Many people may feel confused when they need to buy a small gift for friend’s new-born baby. If they are not told the baby’s gender, how can they choose? Pink or blue? There is a new trend for children’s clothing that unisex designs are more and more popular.
John Lewis is taking a lead in the U.K., replacing original signs of “girls” and “boys” with gender-neutral policy in all its children’s clothing departments.
Caroline Bettis, head of children’s clothing, said “We do not want to reinforce gender stereotypes within our John Lewis collections and instead want to provide greater choice and variety to our customers, so that the parent or child can choose what they would like to wear.” The new attitude is demonstrated from stores’ new labels as children’s garments on sale are noted “Boys & Girls” or “Girls & Boys.” However, the new policy only applies to clothes targeted at children less than 15 years old. The popular clothing brand has not planned to adopt the same measures for other departments because current policy has rendered the British media’s criticism.

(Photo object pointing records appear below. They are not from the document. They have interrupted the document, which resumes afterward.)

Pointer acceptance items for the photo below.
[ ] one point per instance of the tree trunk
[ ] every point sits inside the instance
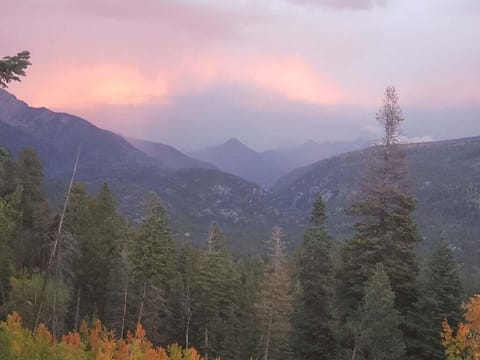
(55, 246)
(77, 310)
(140, 311)
(4, 300)
(206, 343)
(269, 331)
(354, 352)
(124, 308)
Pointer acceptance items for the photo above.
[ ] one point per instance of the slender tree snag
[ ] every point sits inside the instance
(206, 343)
(55, 246)
(124, 307)
(77, 309)
(144, 294)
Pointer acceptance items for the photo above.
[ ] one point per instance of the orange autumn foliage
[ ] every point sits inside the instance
(90, 343)
(465, 343)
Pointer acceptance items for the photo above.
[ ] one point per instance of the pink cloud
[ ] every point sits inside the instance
(343, 4)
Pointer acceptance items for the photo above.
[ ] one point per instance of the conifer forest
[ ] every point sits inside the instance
(95, 266)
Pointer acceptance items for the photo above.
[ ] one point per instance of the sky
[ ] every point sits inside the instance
(192, 73)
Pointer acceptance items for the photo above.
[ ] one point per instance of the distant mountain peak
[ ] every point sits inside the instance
(234, 142)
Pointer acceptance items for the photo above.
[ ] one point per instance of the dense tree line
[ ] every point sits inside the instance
(365, 298)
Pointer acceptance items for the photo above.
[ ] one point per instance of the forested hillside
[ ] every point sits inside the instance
(444, 177)
(82, 281)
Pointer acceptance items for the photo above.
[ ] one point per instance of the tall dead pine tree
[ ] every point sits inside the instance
(275, 306)
(385, 231)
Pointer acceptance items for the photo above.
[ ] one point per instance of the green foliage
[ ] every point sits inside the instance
(313, 332)
(30, 247)
(376, 326)
(274, 308)
(12, 67)
(99, 231)
(152, 256)
(439, 300)
(385, 232)
(215, 317)
(25, 290)
(9, 219)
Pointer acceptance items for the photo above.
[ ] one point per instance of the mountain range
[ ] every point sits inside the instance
(197, 189)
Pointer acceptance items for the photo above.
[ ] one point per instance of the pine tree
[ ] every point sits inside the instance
(99, 231)
(376, 326)
(12, 67)
(275, 303)
(214, 318)
(440, 299)
(151, 258)
(31, 244)
(313, 320)
(386, 232)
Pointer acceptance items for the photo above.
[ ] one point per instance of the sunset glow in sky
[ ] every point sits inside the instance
(272, 72)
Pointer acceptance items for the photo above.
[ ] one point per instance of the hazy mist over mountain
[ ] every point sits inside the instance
(276, 73)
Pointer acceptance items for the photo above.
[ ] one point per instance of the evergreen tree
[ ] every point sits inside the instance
(440, 299)
(30, 247)
(275, 304)
(214, 314)
(152, 257)
(386, 232)
(9, 219)
(376, 326)
(99, 230)
(12, 67)
(313, 320)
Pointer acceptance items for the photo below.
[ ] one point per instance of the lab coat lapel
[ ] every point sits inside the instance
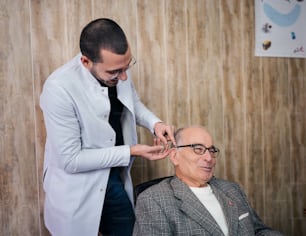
(229, 208)
(192, 207)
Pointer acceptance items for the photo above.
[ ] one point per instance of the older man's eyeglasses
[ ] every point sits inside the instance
(200, 149)
(116, 73)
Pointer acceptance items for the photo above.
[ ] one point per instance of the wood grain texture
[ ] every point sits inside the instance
(18, 170)
(195, 65)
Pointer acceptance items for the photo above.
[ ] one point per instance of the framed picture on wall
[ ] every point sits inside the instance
(280, 28)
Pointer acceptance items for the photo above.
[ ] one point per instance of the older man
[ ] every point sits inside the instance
(194, 202)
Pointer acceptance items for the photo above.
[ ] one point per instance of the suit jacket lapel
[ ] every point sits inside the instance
(192, 207)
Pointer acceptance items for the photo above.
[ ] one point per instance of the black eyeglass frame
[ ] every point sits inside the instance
(214, 151)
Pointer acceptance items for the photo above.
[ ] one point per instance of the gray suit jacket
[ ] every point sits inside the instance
(171, 208)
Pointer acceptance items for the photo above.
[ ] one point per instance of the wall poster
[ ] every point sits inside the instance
(280, 28)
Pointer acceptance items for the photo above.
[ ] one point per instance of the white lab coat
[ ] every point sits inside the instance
(80, 150)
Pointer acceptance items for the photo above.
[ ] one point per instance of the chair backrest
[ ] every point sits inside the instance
(143, 186)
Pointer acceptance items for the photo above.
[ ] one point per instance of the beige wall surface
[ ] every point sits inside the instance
(196, 65)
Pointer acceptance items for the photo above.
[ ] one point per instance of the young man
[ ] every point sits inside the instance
(91, 110)
(194, 202)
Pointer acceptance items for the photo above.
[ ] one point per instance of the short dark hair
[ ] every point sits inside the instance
(100, 34)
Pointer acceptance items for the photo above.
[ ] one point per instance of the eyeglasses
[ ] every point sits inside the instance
(115, 73)
(200, 149)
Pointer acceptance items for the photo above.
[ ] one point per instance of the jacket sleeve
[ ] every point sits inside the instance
(150, 219)
(64, 140)
(144, 117)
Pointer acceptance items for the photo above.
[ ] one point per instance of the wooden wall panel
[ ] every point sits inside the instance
(233, 96)
(251, 73)
(19, 212)
(195, 65)
(204, 70)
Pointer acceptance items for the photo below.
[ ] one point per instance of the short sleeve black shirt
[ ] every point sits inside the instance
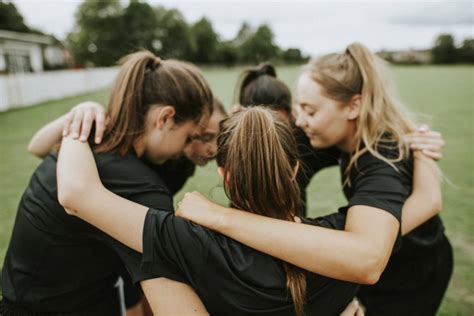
(229, 277)
(311, 161)
(56, 262)
(373, 182)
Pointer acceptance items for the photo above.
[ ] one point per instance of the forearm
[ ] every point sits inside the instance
(341, 255)
(82, 193)
(47, 137)
(425, 200)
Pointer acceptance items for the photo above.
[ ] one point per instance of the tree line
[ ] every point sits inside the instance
(106, 30)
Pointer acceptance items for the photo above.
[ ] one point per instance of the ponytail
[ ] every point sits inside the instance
(259, 155)
(145, 81)
(260, 86)
(383, 119)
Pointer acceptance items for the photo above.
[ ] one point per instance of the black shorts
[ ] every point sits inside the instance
(109, 305)
(410, 288)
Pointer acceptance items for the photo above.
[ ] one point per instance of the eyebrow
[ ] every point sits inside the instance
(304, 105)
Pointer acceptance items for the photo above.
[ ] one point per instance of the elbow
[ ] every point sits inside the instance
(370, 276)
(69, 195)
(437, 204)
(34, 151)
(371, 268)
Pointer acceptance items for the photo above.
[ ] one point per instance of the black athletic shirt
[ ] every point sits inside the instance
(59, 263)
(311, 161)
(375, 183)
(175, 173)
(229, 277)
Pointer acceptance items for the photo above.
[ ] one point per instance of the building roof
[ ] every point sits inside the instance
(26, 37)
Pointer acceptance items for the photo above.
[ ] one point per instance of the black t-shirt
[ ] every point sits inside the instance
(311, 161)
(175, 173)
(373, 182)
(229, 277)
(59, 263)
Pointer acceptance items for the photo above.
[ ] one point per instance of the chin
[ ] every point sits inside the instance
(318, 143)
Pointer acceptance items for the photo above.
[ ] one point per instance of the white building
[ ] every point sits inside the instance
(26, 52)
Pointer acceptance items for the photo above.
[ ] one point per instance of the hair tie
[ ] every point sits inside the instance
(157, 62)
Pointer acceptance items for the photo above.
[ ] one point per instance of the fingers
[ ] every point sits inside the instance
(100, 124)
(67, 123)
(435, 155)
(86, 125)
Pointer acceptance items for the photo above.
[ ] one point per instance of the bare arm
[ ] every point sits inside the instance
(47, 137)
(167, 297)
(425, 200)
(352, 255)
(81, 192)
(78, 121)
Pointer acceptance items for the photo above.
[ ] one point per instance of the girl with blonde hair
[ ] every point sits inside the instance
(346, 100)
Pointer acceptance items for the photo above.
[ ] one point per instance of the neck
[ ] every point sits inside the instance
(349, 143)
(139, 146)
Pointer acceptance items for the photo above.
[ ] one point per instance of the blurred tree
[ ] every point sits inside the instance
(466, 51)
(293, 56)
(140, 26)
(444, 51)
(244, 33)
(227, 53)
(259, 46)
(174, 36)
(206, 42)
(97, 37)
(11, 19)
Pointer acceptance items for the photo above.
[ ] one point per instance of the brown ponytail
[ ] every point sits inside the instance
(260, 86)
(258, 153)
(144, 81)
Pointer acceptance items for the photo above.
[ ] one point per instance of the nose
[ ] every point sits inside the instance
(300, 119)
(212, 149)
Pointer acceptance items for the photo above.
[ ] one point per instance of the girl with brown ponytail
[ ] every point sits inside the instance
(258, 161)
(60, 265)
(347, 100)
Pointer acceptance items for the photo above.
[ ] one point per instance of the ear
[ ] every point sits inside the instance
(220, 171)
(295, 170)
(164, 116)
(354, 107)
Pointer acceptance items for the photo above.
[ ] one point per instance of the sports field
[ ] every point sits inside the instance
(445, 95)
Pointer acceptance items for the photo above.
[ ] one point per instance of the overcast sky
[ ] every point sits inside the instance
(314, 26)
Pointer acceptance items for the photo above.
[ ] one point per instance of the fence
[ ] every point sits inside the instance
(22, 90)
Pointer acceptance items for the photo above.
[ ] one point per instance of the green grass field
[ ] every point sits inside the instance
(444, 94)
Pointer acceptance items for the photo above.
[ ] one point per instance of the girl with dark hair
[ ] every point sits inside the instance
(346, 100)
(60, 265)
(231, 279)
(258, 161)
(260, 86)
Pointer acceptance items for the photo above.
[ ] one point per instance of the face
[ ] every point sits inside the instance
(167, 140)
(325, 121)
(203, 148)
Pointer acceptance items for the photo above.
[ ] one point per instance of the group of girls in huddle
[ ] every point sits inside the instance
(102, 206)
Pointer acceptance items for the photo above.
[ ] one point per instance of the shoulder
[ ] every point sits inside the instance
(128, 168)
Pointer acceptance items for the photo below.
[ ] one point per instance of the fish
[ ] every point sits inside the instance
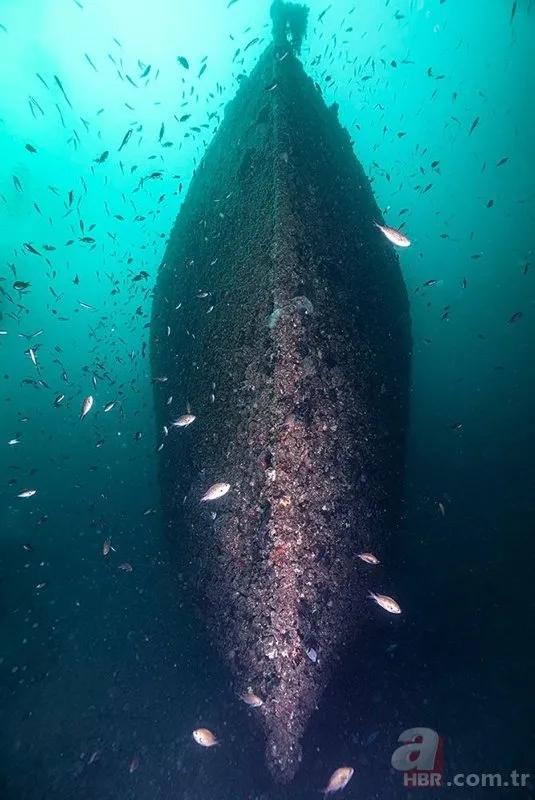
(59, 83)
(204, 737)
(31, 249)
(87, 405)
(251, 699)
(215, 492)
(338, 780)
(369, 558)
(473, 126)
(386, 602)
(184, 421)
(126, 137)
(393, 235)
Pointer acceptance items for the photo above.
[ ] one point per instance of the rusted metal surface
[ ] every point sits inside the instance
(306, 353)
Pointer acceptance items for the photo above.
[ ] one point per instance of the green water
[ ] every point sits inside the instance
(99, 660)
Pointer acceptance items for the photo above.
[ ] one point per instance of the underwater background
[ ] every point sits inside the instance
(105, 672)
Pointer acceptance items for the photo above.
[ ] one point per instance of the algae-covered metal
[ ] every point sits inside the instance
(281, 323)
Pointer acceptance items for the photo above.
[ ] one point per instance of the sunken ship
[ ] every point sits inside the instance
(281, 323)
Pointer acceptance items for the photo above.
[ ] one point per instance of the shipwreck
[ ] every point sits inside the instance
(281, 322)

When John Lewis changed the attitude and relabeled clothes in the first unisex children’s wear collection, another brand Belstaff said they designed some gender-neutral garments including jackets, sweatshirts, hoodies and T-shirts for children, which do not embody any gender stereotypes. These styles are suitable for all children whose cognition and gender-identity will not be constrained from these clothes.
Delphine Ninous, creative director at Belstaff said “It was great fun working on this first kids collection. Being a first-time mother I know the importance of having practical but fun clothing for kids and considered this throughout the design.” The price for this collection is affordable that it ranges from T-shirts’ $50 to a signature Roadmaster jacket’s $450 which is a scaled-down version from original one. Customers can buy them online also in Belstaff stores across the world.